Né en Italie, Antonio Covello (1985) fut formé à Consenza, Cracovie, Milan et Cologne, entre autres. Nous découvrons les quatre mouvements brefs de Der tag der Gesichter, trio pour flûte, percussion et violoncelle donné aujourd’hui en première mondiale par Shao-Wei Chou, Hsin-Chun Chou et Lola Malique. La pièce s’inspire d’un poème écrit par Thomas Bernhard en 1957. Après un mouvement densément rythmique et incisif, insistant sur des aigus que l’auteur dit diaboliques, la pulsation simple du suivant confine au rituel par scansion nuancée, dans l’aura du bol tibétain. La troisième partie explore une figure mélodique confiée au gong que contrepointe le violoncelle « avec des articulations nerveuses », nous confie Covello. Et la flute d’alors chanter « sur un tremolo de bruit brut, soulignant une fois de plus le contraste entre la figure mélodique » etcelle par laquelle la tension peut surgir. Le dernier épisode est une danse obstinée, furioso scandé, lui aussi. Plus que le geste, la nature du son inscrit l’œuvre dans notre temps. Écrit en 2015, I can’t breathe confie à la flûte solo la paradoxale impossibilité de respirer qu’induit son titre. Dominé par une humeur méditative-active, pour ainsi dire, même lorsque s’y développe quelque aléa rythmique, cet opus oscille sur des intervalles restreints. « L'utilisation d’une même harmonie, polarisée dans toute la pièce, et celle, obsessionnelle, du registre grave (à l'exception de deux notes aiguës récurrentes, comme une sorte d'avertissement) sont les éléments générateurs de claustrophobie ». Une sorte de thrène conclut ce solo, « souffle ultime de l’égo vaincu par les fantômes ».

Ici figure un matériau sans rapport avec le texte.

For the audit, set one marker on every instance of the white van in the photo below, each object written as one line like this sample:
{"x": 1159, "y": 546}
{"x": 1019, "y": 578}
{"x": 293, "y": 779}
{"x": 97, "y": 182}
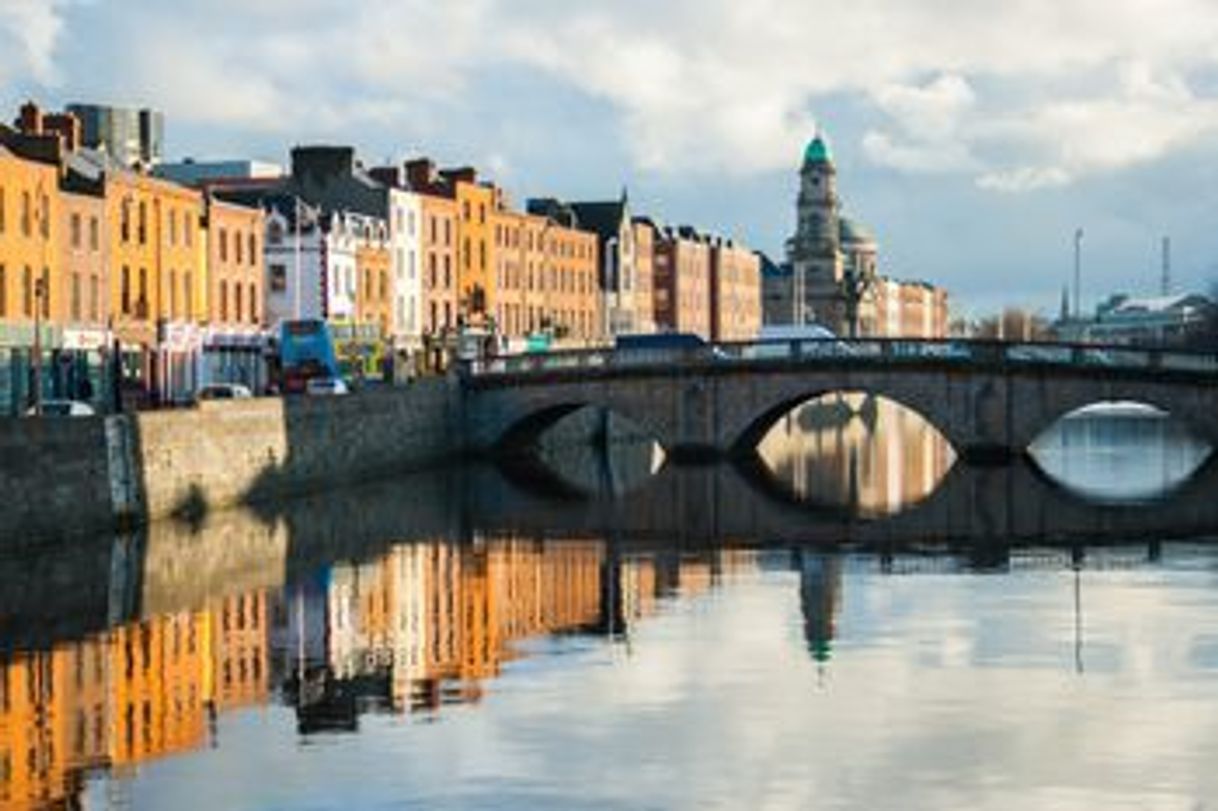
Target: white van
{"x": 775, "y": 340}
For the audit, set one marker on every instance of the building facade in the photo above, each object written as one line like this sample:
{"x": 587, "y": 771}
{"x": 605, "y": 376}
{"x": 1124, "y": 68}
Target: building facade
{"x": 735, "y": 292}
{"x": 682, "y": 281}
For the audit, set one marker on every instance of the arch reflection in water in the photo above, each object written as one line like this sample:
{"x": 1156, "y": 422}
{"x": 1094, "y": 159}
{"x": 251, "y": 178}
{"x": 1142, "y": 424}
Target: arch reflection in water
{"x": 1119, "y": 452}
{"x": 596, "y": 452}
{"x": 866, "y": 454}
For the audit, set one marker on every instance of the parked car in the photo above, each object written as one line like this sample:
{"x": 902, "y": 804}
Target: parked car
{"x": 63, "y": 408}
{"x": 224, "y": 391}
{"x": 325, "y": 387}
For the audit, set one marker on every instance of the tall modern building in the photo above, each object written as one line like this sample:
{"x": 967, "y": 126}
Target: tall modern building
{"x": 129, "y": 136}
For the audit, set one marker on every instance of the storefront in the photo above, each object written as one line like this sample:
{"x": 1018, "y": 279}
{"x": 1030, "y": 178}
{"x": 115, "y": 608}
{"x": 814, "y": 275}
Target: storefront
{"x": 178, "y": 358}
{"x": 235, "y": 356}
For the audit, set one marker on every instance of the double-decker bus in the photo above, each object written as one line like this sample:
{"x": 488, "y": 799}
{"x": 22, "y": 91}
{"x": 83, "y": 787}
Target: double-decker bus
{"x": 305, "y": 351}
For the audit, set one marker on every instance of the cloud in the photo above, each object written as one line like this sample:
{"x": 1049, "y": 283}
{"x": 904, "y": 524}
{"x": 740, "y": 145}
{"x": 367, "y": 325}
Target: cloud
{"x": 29, "y": 29}
{"x": 693, "y": 85}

Formé d’abord à Göteborg puis dans différentes master classes (Bedrossian, Billone, Czernowin, Kourliandski, etc.), le Suédois Esaias Järnegard (1983) signait en 2009 Nattarbette, nocturne conçu pour le même effectif. Avec ses résonnances empêchées, faisant se répondre les souffles avortés et l’entrave des gestes, ce travail tout de rugueux fragments affirme un minimalisme post-lachenmanien qui nécessite une grande énergie et génère une concentration inouïe. Son essentielle aridité fascine.

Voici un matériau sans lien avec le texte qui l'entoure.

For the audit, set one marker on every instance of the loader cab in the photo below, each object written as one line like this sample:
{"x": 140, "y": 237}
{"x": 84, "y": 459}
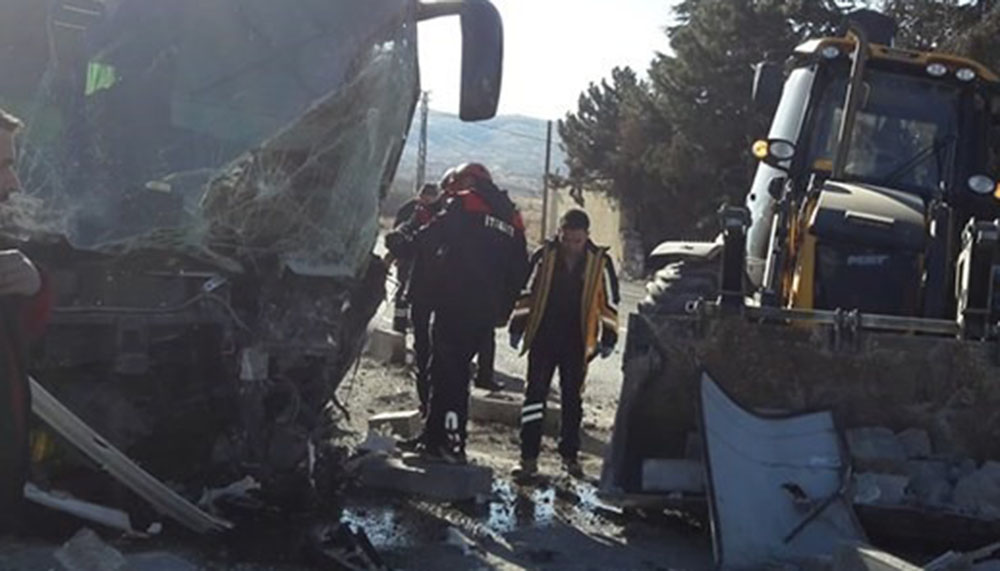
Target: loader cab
{"x": 922, "y": 139}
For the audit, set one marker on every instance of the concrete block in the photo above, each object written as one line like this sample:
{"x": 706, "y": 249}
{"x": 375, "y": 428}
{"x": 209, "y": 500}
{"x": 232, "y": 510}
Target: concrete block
{"x": 504, "y": 408}
{"x": 856, "y": 557}
{"x": 405, "y": 423}
{"x": 436, "y": 481}
{"x": 979, "y": 492}
{"x": 158, "y": 562}
{"x": 929, "y": 483}
{"x": 693, "y": 446}
{"x": 387, "y": 346}
{"x": 85, "y": 551}
{"x": 880, "y": 489}
{"x": 916, "y": 443}
{"x": 876, "y": 449}
{"x": 378, "y": 444}
{"x": 672, "y": 475}
{"x": 593, "y": 445}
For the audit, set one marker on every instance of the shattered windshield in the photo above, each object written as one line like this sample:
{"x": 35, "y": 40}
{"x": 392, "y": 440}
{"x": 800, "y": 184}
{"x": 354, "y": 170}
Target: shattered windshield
{"x": 904, "y": 134}
{"x": 246, "y": 128}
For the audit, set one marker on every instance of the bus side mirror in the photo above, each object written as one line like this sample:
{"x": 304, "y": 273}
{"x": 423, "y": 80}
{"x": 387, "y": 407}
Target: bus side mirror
{"x": 768, "y": 80}
{"x": 482, "y": 60}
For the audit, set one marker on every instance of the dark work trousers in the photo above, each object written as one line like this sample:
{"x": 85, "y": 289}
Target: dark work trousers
{"x": 456, "y": 338}
{"x": 545, "y": 356}
{"x": 485, "y": 359}
{"x": 420, "y": 315}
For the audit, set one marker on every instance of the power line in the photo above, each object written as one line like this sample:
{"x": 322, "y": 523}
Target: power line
{"x": 509, "y": 132}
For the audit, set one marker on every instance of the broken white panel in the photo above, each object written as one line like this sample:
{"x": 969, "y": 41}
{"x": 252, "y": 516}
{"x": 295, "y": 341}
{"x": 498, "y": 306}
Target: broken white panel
{"x": 673, "y": 475}
{"x": 775, "y": 484}
{"x": 119, "y": 466}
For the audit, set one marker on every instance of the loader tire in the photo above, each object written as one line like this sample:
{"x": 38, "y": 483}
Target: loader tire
{"x": 675, "y": 287}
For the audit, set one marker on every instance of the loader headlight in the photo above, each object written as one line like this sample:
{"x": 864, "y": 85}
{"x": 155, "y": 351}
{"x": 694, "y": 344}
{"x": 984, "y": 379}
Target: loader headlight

Entré à l’automne 2016 au CNSMD (Paris) dans la classe de Stefano Gervasoni, où il perfectionne une approche commencée à Córdoba puis à Madrid, Francisco Uberto (Argentine, 1988) explore, de son propre aveu, la fragilité, à l’image de la nature au XXIe siècle, « altérée, limitée par la trace humaine », nous dit-il. Cette nature sertie par le pas de l’homme génère un travail volontiers aux confins de l’audible, qui pousse l’instrumentiste jusqu’en son investissement corporel. Créé ce soir, –7 degrés près du violet pour violoncelle (2018) – titre en clin d’œil au nom de l’ensemble instrumental, mais également impulsion surréaliste pour évoquer un univers sonore particulier –, effleure harmoniques en glissando et feulements sourds, à la faveur d’un papier aluminium placé sur le bas du manche, joué par un second archet, de la main gauche. L’écriture de ce solo fut commencée en décembre dernier puis achevé en quarante-huit heures, ces jours-ci. « J’ai proposé à la musicienne de taire ou prolonger le silence en fonction de la qualité de son énergie lors du concert ». Toujours à l’écoute, Francisco Uberto ne fige rien avant de confronter son inspiration au geste de l’instrumentiste. Une grande liberté distingue la démarche, qui paraît parfois jouer, dans le meilleur sens du terme, cherchant et trouvant les éléments pour ce faire et inventer toujours, avec une vivacité souriante. Dans les couleurs sonores et dans les rythmes, jamais normés, le compositeur vise la fluidité, perpétuellement. « Le côté amusant du processus créatif fait avancer mon chemin avec des coq-à-l’âne qui me passionnent », commente-t-il. À cette expérience féconde succède ici A pink elephant in a room pour clarinette basse et dispositif électronique (2018), créé le 9 février au Conservatoire par Masako Miyako, l’interprète du jour. On y retrouve ce génie des titres, non dénué d’humour. « Dans le cadre des cours d’électroniques suivis auprès d’Yan Maresz, cette œuvre a nécessité un travail minutieux pour atteindre les sonorités spécifiques que j’avais en tête. S’y trouvent sans doute des sons qui me furent familiers, comme celui de la console Nitendo, par exemple, voire une inspiration qui me sera venue du cinéma ». Bruits de clé, peut-être amplifiés, d’ailleurs, vrombissements multiphoniques, souffles et même sons absents (à la toute fin) s’inscrivent dans une signature que l’on tient dès lors pour virtuose.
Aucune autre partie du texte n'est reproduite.